Kommentar

Traumfabrik Amazon

25. November 2010
Redaktion Börsenblatt
Schaut man sich die Vertrags­bedingungen des frisch gegründeten Online-Filmstudio von Amazon genauer an, bleibt ein fader Nachgeschmack. Ein Kommentar von Börsenblatt-Redakteurin Sandra Schüssel.
Samtsessel, Popcorn, der Kinovorhang geht auf: Im Vorspann brüllt nicht mehr der Löwe des Hollywood-Filmstudios Metro-Goldwyn-Mayer. Stattdessen flimmert "Produced by Amazon Studios" über die Leinwand. Schöne neue Kinowelt?
Zunächst einmal klingt alles toll beim frisch gegründeten Online-Filmstudio von Amazon: junge Talen­te fördern, überkommene Hollywood-Hierarchien abschaffen und für mehr Demokratie bei der Filmproduktion sorgen – ein lobenswertes Vorhaben.
Schaut man sich die Vertrags­bedingungen jedoch genauer an, bleibt ein fader Nachgeschmack. Mit dem Hochladen eines Scripts bei Amazon Studios gibt ein Autor die Verwertungsrechte vollständig an Amazon ab. In den ersten­ 18 Monaten darf er sein Stück nicht an andere verkaufen – auch wenn andere Käufer höhere Preise bieten. Will Amazon das Script für weitere 18 Monate behalten, muss der Autor zustimmen. Für die wenigen erfolgreichen Autoren kann der Vertrag damit zum Knebel werden – und Geld in die Kassen zweier Unternehmen spülen, die ohnehin schon zu den mächtigsten der Welt gehören: Amazon und Partner Warner Bros. Pictures.

Zweifelhaft auch, ob das Prinzip "Crowdproducing" ein Filmscript wirklich besser macht.
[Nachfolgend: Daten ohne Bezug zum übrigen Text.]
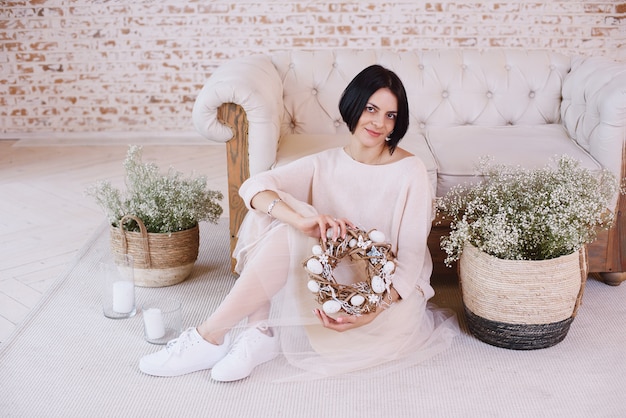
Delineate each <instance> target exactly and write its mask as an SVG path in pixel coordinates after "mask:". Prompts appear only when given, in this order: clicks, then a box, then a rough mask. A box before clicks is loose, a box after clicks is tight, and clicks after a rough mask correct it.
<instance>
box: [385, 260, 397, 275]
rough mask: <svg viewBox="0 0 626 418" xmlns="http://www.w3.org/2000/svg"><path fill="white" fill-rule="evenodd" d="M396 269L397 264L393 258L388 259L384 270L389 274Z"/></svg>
mask: <svg viewBox="0 0 626 418" xmlns="http://www.w3.org/2000/svg"><path fill="white" fill-rule="evenodd" d="M395 269H396V264H395V263H394V262H393V261H391V260H389V261H387V262H386V263H385V265H384V266H383V271H384V272H385V273H387V274H389V273H393V271H394V270H395Z"/></svg>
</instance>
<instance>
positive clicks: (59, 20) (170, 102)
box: [0, 0, 626, 138]
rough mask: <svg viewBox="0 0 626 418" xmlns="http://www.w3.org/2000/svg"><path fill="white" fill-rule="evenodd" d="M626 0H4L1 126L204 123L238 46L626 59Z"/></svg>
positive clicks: (44, 127)
mask: <svg viewBox="0 0 626 418" xmlns="http://www.w3.org/2000/svg"><path fill="white" fill-rule="evenodd" d="M625 27H626V0H620V1H617V0H614V1H610V0H605V1H573V0H569V1H568V0H561V1H559V0H554V1H542V2H540V1H504V0H502V1H493V0H482V1H461V0H455V1H431V2H423V1H395V2H392V1H385V0H380V1H376V2H370V1H363V0H359V1H356V0H355V1H306V2H304V1H296V0H291V1H289V0H269V1H261V0H256V1H246V0H241V1H221V0H217V1H202V0H31V1H15V0H3V1H2V3H1V4H0V74H1V77H0V126H1V130H0V138H2V137H5V138H7V137H19V136H20V135H24V134H27V133H31V134H46V133H50V132H57V133H58V132H94V131H97V132H104V131H141V132H164V131H165V132H181V131H191V130H193V128H192V126H191V120H190V115H191V108H192V106H193V102H194V100H195V96H196V93H197V92H198V90H199V89H200V88H201V86H202V84H203V82H204V80H205V79H206V78H207V77H208V76H209V75H210V74H211V72H212V71H213V69H214V68H215V67H216V66H218V65H219V64H220V63H222V62H223V61H224V60H227V59H229V58H232V57H237V56H241V55H246V54H251V53H258V52H273V51H278V50H290V49H329V48H330V49H340V48H392V49H395V50H406V49H440V48H456V47H464V48H479V49H485V48H542V49H550V50H554V51H558V52H562V53H565V54H582V55H612V56H621V57H622V58H623V56H624V54H625V51H626V45H625V37H626V30H625Z"/></svg>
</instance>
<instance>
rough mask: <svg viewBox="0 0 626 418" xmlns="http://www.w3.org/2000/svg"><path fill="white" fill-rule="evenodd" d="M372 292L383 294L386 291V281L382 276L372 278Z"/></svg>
mask: <svg viewBox="0 0 626 418" xmlns="http://www.w3.org/2000/svg"><path fill="white" fill-rule="evenodd" d="M372 290H373V291H374V293H383V292H384V291H385V281H384V280H383V279H382V277H380V276H374V277H372Z"/></svg>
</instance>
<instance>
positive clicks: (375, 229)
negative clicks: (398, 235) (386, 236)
mask: <svg viewBox="0 0 626 418" xmlns="http://www.w3.org/2000/svg"><path fill="white" fill-rule="evenodd" d="M369 236H370V239H371V240H372V241H373V242H376V243H381V242H385V233H384V232H380V231H378V230H376V229H375V230H373V231H372V232H370V233H369Z"/></svg>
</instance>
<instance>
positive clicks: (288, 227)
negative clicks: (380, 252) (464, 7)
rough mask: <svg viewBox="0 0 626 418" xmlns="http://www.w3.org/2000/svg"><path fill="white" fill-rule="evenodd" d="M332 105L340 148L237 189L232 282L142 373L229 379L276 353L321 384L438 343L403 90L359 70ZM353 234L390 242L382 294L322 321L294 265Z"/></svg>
mask: <svg viewBox="0 0 626 418" xmlns="http://www.w3.org/2000/svg"><path fill="white" fill-rule="evenodd" d="M339 110H340V112H341V115H342V117H343V119H344V121H345V122H346V123H347V125H348V128H349V130H350V132H351V133H352V136H351V139H350V143H349V144H348V145H347V146H345V147H342V148H336V149H331V150H328V151H324V152H321V153H319V154H315V155H311V156H308V157H304V158H302V159H300V160H298V161H295V162H293V163H291V164H288V165H286V166H283V167H279V168H276V169H274V170H270V171H267V172H264V173H261V174H259V175H257V176H254V177H252V178H250V179H248V180H247V181H246V182H245V183H244V184H243V185H242V186H241V189H240V195H241V196H242V198H243V200H244V202H246V204H247V205H248V207H249V209H250V212H249V213H248V215H247V216H246V218H245V220H244V222H243V224H242V226H241V229H240V234H239V244H238V246H237V248H236V249H235V254H234V255H235V257H236V258H237V261H238V263H237V270H238V272H239V273H240V277H239V279H238V280H237V281H236V283H235V285H234V286H233V288H232V289H231V291H230V292H229V294H228V295H227V296H226V298H225V299H224V301H223V302H222V303H221V304H220V306H219V307H218V308H217V309H216V310H215V312H214V313H213V314H212V315H211V316H210V317H209V318H208V319H207V320H206V321H204V322H203V323H202V324H200V325H199V326H198V327H197V328H190V329H188V330H187V331H185V332H183V334H181V336H180V337H179V338H178V339H176V340H173V341H171V342H170V343H168V346H167V347H166V348H165V349H163V350H161V351H159V352H157V353H154V354H151V355H147V356H145V357H143V358H142V359H141V361H140V369H141V370H142V371H143V372H145V373H147V374H151V375H157V376H177V375H181V374H186V373H190V372H194V371H198V370H203V369H212V370H211V377H212V378H213V379H214V380H218V381H234V380H239V379H242V378H245V377H247V376H249V375H250V374H251V372H252V370H253V369H254V368H255V367H256V366H258V365H259V364H262V363H264V362H267V361H269V360H272V359H273V358H275V357H276V356H277V355H278V353H279V352H282V353H283V355H284V356H285V357H286V358H287V360H288V362H289V364H291V365H294V366H296V367H298V368H300V369H304V370H306V371H308V373H309V375H312V376H313V377H324V376H329V375H334V374H340V373H348V372H354V371H358V370H364V369H370V368H372V367H375V366H380V365H381V364H383V366H382V367H383V369H389V368H390V367H391V366H393V365H395V366H399V367H407V366H409V365H412V364H415V363H417V362H419V361H423V360H424V359H426V358H429V357H431V356H432V355H434V354H436V353H437V352H439V351H441V350H443V349H445V348H446V347H447V346H449V344H450V342H451V340H452V338H453V337H454V336H455V335H456V334H457V332H458V326H457V324H456V318H455V317H454V315H453V314H450V313H447V312H444V311H440V310H435V309H432V308H431V307H430V306H427V300H428V299H430V298H431V297H432V296H433V295H434V291H433V289H432V287H431V286H430V275H431V272H432V261H431V257H430V253H429V251H428V248H427V245H426V241H427V237H428V234H429V232H430V226H431V222H432V200H433V196H432V192H431V187H430V183H429V181H428V175H427V172H426V169H425V167H424V165H423V163H422V162H421V160H420V159H419V158H418V157H416V156H414V155H412V154H411V153H409V152H407V151H406V150H404V149H402V148H399V147H398V143H399V142H400V140H401V139H402V137H403V136H404V134H405V133H406V131H407V129H408V125H409V122H408V120H409V109H408V102H407V98H406V92H405V89H404V86H403V85H402V82H401V81H400V79H399V78H398V77H397V75H396V74H395V73H393V72H392V71H390V70H387V69H385V68H383V67H381V66H379V65H373V66H370V67H368V68H366V69H364V70H363V71H362V72H361V73H359V74H358V75H357V76H356V77H355V78H354V79H353V80H352V81H351V82H350V84H349V85H348V86H347V87H346V90H345V91H344V92H343V95H342V97H341V100H340V103H339ZM356 227H359V228H361V229H363V230H370V229H374V228H376V229H378V230H379V231H382V232H384V234H385V237H387V238H386V239H387V240H388V241H389V242H390V243H391V245H392V249H393V251H394V253H395V254H396V257H397V258H396V270H395V273H394V275H393V283H392V286H391V288H390V292H389V295H390V296H389V298H388V300H386V301H385V303H384V305H383V306H381V307H380V308H379V309H377V310H376V311H375V312H372V313H367V314H362V315H347V314H343V315H342V314H338V315H333V316H331V315H328V314H326V313H325V312H324V311H323V310H321V309H320V306H319V305H318V304H317V303H316V302H315V300H314V297H313V296H312V295H311V293H310V292H309V291H307V290H306V283H307V279H306V272H305V271H304V269H303V268H302V265H301V263H302V260H303V259H304V258H306V256H307V255H309V253H308V252H310V251H311V246H312V245H313V244H315V243H317V242H319V239H320V238H321V239H322V240H327V239H331V240H335V239H336V238H337V237H345V235H346V230H347V228H356ZM328 229H330V231H331V232H330V233H329V234H328V237H327V230H328ZM344 270H345V269H344ZM346 274H347V275H348V276H349V275H350V273H349V269H348V273H346ZM345 280H348V281H358V280H363V277H360V278H359V277H353V278H351V277H348V278H347V279H345ZM244 319H247V324H249V327H248V328H246V329H245V330H244V331H243V332H242V333H241V334H240V335H239V338H238V339H237V341H236V342H235V344H234V345H233V346H232V349H231V346H230V340H231V338H230V335H231V332H230V331H231V330H232V329H233V328H234V327H236V326H237V324H239V323H240V321H242V320H244ZM229 349H230V351H229ZM370 370H371V369H370Z"/></svg>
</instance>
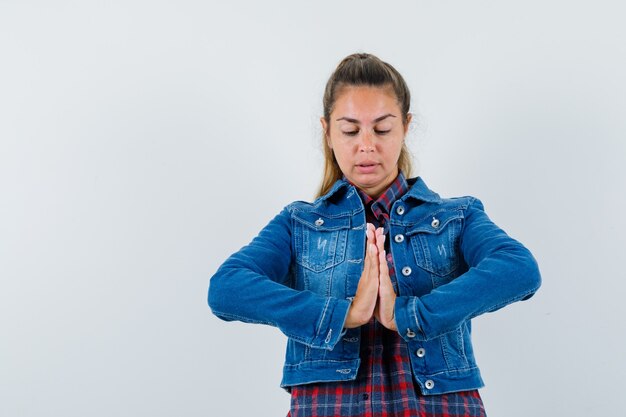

Wenn die Netzgemeinde einen Entwurf verändern und umschreiben kann, bleibt am Ende ein mainstream-konformer Einheitsbrei. Einen kantigen Polanski oder Fellini würde die Traumfabrik Amazon mit der eingebauten Schleuse durch den Massengeschmack wohl nicht hervorbringen.